Subfailure Overstretch Injury Leads to Reversible Functional Impairment and Purinergic P2X7 Receptor Activation in Intact Vascular Tissue

Introduction

Vascular stretch injury occurs in blunt and penetrating injuries such as cervical spine hyperextension (extracranial vessel injury) and popliteal artery injury associated with knee dislocation. Surgical harvest and handling during revascularization procedures also cause overstretch vascular injury. In particular, endoscopic harvest of human saphenous vein (HSV) is associated with stretch injury and impacts the outcome of coronary artery bypass procedures (Cook et al., 2004; Rousou et al., 2009; Kiani et al., 2012; Andreasen et al., 2015). Vascular stretch injury is associated with thrombosis, spasm, intimal injury, and hyperplastic growth, and subsequently reduced blood flow to target organs (Van Belle et al., 1998; Lee et al., 2010; Wani et al., 2012).

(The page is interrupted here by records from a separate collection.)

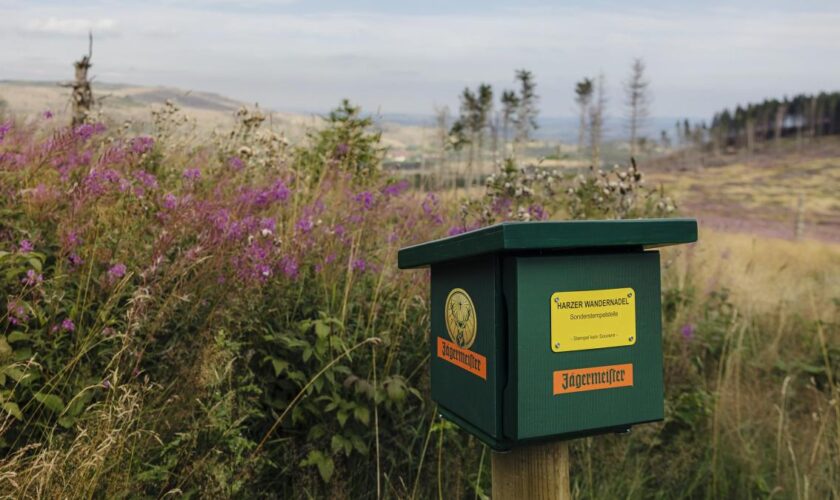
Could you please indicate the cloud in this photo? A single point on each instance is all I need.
(54, 26)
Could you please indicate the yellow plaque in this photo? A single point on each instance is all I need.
(593, 319)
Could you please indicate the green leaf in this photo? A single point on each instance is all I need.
(13, 410)
(5, 348)
(14, 373)
(342, 417)
(36, 264)
(325, 464)
(16, 337)
(322, 330)
(51, 401)
(279, 366)
(326, 467)
(395, 390)
(362, 414)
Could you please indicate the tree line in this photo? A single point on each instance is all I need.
(803, 115)
(507, 125)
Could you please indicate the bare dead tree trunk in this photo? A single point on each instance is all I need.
(82, 96)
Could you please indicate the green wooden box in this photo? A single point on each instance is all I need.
(548, 330)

Mechanotransduction and the signaling events associated with physiologic mechanical forces have been well characterized [reviewed in Hahn and Schwartz (2009)]. However, much less is known about the responses to surgical or traumatic mechanical stretch injury and the molecular events that transduce pathologic mechanical injury in vascular tissues. Porcine saphenous veins subjected to stretch injury during harvest have decreased vasomotor function that is ameliorated by treatment with the P2X7R antagonist brilliant blue FCF (Hocking et al., 2015). In addition, harvest and preparation of HSV leads to decreased vasomotor function that is ameliorated by brilliant blue FCF treatment (Voskresensky et al., 2014). These data suggest that injury during surgical harvest and preparation of saphenous veins is associated with vasomotor dysfunction that is restored by treatment with P2X7R antagonists (Voskresensky et al., 2014; Hocking et al., 2015). These data further suggest that pathologic surgical injury of vascular tissues may be mediated by P2X7R.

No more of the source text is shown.